Functions of Immunoglobulin D (IgD)
- The precise functions of Immunoglobulin D (IgD) have been a subject of inquiry in immunology since its discovery. Although its exact role is not fully understood, studies indicate that IgD plays important immunological functions across various species with adaptive immune systems.
- In B cells, IgD serves as a signaling molecule that activates the B cells. This activation enables the B cells to participate in the body’s defense as part of the immune system. During the maturation of B cells, IgM is the primary antibody isotype expressed by immature B cells. However, as the B cells exit the bone marrow and populate peripheral lymphoid tissues, IgD starts to be expressed. In their mature state, B cells co-express both IgM and IgD on their surface. A study conducted in 2016 demonstrated that IgD signaling is specifically triggered by repetitive multivalent immunogens, while IgM can be triggered by soluble monomeric or multivalent immunogens. Knockout mice lacking the Cδ gene, which prevents the production of IgD, do not exhibit major intrinsic defects in B cells. However, IgD may have a role in allergic reactions, although further research is needed to clarify this connection.

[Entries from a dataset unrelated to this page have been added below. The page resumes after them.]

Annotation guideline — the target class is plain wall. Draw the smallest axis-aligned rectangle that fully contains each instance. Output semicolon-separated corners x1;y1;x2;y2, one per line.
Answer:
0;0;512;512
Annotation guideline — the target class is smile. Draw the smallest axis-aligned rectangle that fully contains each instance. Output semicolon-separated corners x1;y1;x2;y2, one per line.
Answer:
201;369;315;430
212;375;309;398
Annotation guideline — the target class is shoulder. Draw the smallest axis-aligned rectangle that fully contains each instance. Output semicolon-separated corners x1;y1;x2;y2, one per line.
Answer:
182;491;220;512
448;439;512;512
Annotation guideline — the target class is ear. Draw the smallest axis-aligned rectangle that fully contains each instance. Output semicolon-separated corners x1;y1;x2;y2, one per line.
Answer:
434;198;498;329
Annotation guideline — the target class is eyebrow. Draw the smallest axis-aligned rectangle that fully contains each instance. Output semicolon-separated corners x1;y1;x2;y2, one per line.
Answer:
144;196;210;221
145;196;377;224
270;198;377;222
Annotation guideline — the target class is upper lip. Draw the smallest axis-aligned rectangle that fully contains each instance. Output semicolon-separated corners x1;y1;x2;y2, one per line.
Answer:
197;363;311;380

- IgD has been found to bind to basophils and mast cells, activating these cells to produce antimicrobial factors. This suggests a role for IgD in respiratory immune defense in humans. Additionally, IgD stimulates basophils to release B cell homeostatic factors. The absence of IgD in knockout mice leads to reduced peripheral B cell numbers, decreased serum IgE levels, and impaired primary IgG1 responses.
- While the full extent of IgD’s functions is still being explored, its presence and activity in various immune processes highlight its significance in the immune system’s defense mechanisms. Further research is necessary to fully elucidate the specific roles and mechanisms of IgD in immune responses and disease conditions.